O governador de Minas Gerais, Romeu Zema (Novo), recebeu o portal Pleno.News na sede do Banco de Desenvolvimento de Minas Gerais (BDMG), em Belo Horizonte, pra uma entrevista exclusiva que deu o que falar. Durante a conversa, Zema não poupou críticas ao ministro Alexandre de Moraes, do Supremo Tribunal Federal (STF), defendeu uma anistia ampla, geral e irrestrita, e chegou a afirmar que o Brasil, hoje, “vive uma espécie de ditadura disfarçada”.
A polêmica do timing da pré-candidatura
Zema comentou também as críticas que recebeu ao lançar sua pré-candidatura à Presidência da República, num momento que parte da direita considerou inoportuno — afinal, o ex-presidente Jair Bolsonaro (PL) enfrentava forte pressão do STF e, pra piorar, passava por um momento delicado de saúde.
“Uns dez dias antes do lançamento da minha pré-candidatura, eu fui a Brasília, encontrei o Bolsonaro pessoalmente no escritório do PL, pra conversar e avisar ele antes de qualquer um. Ele foi o primeiro a saber”, contou. Segundo Zema, Bolsonaro o incentivou: “Vá em frente, e quanto mais candidatos a direita tiver, melhor”, teria dito o ex-presidente.
O governador garante que teve o aval direto de Bolsonaro e acredita que as críticas vieram de um “mal-entendido”. “Acho que foi isso mesmo, um mal-entendido. Porque aconteceu bem no momento em que ele tava sendo investigado e também passando por dor familiar. Mas ele foi avisado, sim, e deu o ok.
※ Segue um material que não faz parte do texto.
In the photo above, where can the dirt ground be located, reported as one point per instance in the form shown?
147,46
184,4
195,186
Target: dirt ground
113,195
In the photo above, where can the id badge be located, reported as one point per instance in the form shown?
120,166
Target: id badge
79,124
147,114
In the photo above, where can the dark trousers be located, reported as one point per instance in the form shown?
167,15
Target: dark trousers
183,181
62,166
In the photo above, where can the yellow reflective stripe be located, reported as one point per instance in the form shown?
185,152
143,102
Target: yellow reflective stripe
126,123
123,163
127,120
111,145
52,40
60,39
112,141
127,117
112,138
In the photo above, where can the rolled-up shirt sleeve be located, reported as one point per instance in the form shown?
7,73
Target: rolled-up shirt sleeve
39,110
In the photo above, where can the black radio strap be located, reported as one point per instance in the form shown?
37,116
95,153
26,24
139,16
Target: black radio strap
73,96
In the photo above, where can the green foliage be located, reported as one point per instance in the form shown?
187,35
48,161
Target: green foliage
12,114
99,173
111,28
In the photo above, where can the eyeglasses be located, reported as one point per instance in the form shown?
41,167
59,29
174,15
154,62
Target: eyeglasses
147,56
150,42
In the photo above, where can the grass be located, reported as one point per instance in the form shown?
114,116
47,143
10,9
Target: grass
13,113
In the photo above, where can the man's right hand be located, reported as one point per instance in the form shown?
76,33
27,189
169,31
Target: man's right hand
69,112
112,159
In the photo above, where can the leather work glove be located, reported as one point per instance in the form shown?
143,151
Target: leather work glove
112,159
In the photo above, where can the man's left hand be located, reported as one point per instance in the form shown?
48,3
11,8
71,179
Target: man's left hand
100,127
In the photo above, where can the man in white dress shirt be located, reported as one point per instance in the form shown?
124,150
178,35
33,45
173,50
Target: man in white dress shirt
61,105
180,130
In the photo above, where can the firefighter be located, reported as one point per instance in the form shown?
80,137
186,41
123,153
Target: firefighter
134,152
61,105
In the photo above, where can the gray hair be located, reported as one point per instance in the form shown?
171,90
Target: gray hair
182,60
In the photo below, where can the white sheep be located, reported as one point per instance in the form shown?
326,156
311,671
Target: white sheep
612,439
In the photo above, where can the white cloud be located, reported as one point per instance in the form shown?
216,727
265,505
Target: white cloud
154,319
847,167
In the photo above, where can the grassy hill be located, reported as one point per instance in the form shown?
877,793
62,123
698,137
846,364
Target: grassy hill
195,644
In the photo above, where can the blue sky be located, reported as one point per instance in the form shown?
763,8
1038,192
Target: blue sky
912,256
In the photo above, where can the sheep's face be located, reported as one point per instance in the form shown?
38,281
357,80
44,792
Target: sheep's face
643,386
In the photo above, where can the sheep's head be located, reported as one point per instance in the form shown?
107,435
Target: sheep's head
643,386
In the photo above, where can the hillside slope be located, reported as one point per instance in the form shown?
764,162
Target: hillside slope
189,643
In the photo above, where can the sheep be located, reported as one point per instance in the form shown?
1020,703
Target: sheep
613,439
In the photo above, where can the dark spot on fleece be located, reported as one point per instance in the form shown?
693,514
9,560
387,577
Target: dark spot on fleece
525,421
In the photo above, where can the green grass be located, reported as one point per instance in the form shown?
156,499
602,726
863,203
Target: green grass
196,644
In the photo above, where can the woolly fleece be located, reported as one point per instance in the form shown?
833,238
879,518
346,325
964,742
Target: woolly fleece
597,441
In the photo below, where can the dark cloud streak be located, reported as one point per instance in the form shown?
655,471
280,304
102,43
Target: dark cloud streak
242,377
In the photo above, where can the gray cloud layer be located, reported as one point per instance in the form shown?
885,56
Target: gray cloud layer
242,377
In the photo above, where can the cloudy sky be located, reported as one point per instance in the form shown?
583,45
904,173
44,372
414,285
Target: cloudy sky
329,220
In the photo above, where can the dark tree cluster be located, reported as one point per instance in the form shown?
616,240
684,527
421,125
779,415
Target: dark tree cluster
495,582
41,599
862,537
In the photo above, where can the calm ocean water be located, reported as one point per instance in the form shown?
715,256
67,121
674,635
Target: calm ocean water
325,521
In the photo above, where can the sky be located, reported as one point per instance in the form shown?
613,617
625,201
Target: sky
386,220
Talvez os filhos não tenham se inteirado da conversa que tive com ele.”
Zema x Alexandre de Moraes
O governador mineiro foi duro ao comentar a postura do ministro Alexandre de Moraes, afirmando que o magistrado vem agindo de forma “arbitrária” e “contrária aos princípios básicos da Justiça”.
“Ele tem adotado uma postura totalmente arbitrária. Em determinados processos, ele é réu, investiga, relata, decide e julga. É difícil aceitar isso, né? O básico da Justiça é o juiz se declarar suspeito quando tem algum envolvimento. Isso não tem acontecido no Brasil”, criticou.
O “golpe” de 8 de janeiro
Zema ironizou a narrativa de que houve tentativa de golpe de Estado no dia 8 de janeiro de 2023, quando manifestantes invadiram prédios dos Três Poderes, em Brasília.
“O Brasil pode se dar ao luxo — ou à vergonha — de ter sido o único país do mundo com uma tentativa de golpe sem uso de armas, só com batom e celular na mão. Quando se fala em golpe, a gente imagina tanques, exército marchando, rebeldes armados… Aqui, chamaram de golpe uma manifestação. E ainda aplicaram penas descabidas! Hoje tem assassino com pena menor do que gente que só tava lá protestando, sem ferir ninguém. São dois pesos e duas medidas.”
STF e política: mistura perigosa
Pra Zema, o STF tem sido usado como ferramenta de perseguição política. “É muito ruim quando o Judiciário começa a fazer política. Em outros países, juiz nem aparece na imprensa, não dá entrevista, não comenta caso. Aqui virou o contrário: ministro querendo protagonismo”, disparou.
O governador também reclamou da desordem institucional que, segundo ele, enfraquece o país: “O Legislativo existe pra traçar o futuro, o Executivo pra executar no presente, e o Judiciário pra julgar o que já passou. Mas aqui virou uma bagunça. O Judiciário tá legislando, criando regras e interferindo onde não devia. Isso gera um governo disfuncional e cheio de ruído.”
No fim da conversa, Zema reforçou sua visão de que o Brasil precisa reencontrar o equilíbrio entre os Poderes e recuperar o respeito às instituições — mas sem que uma delas, “principalmente o Supremo”, tente governar no lugar das outras.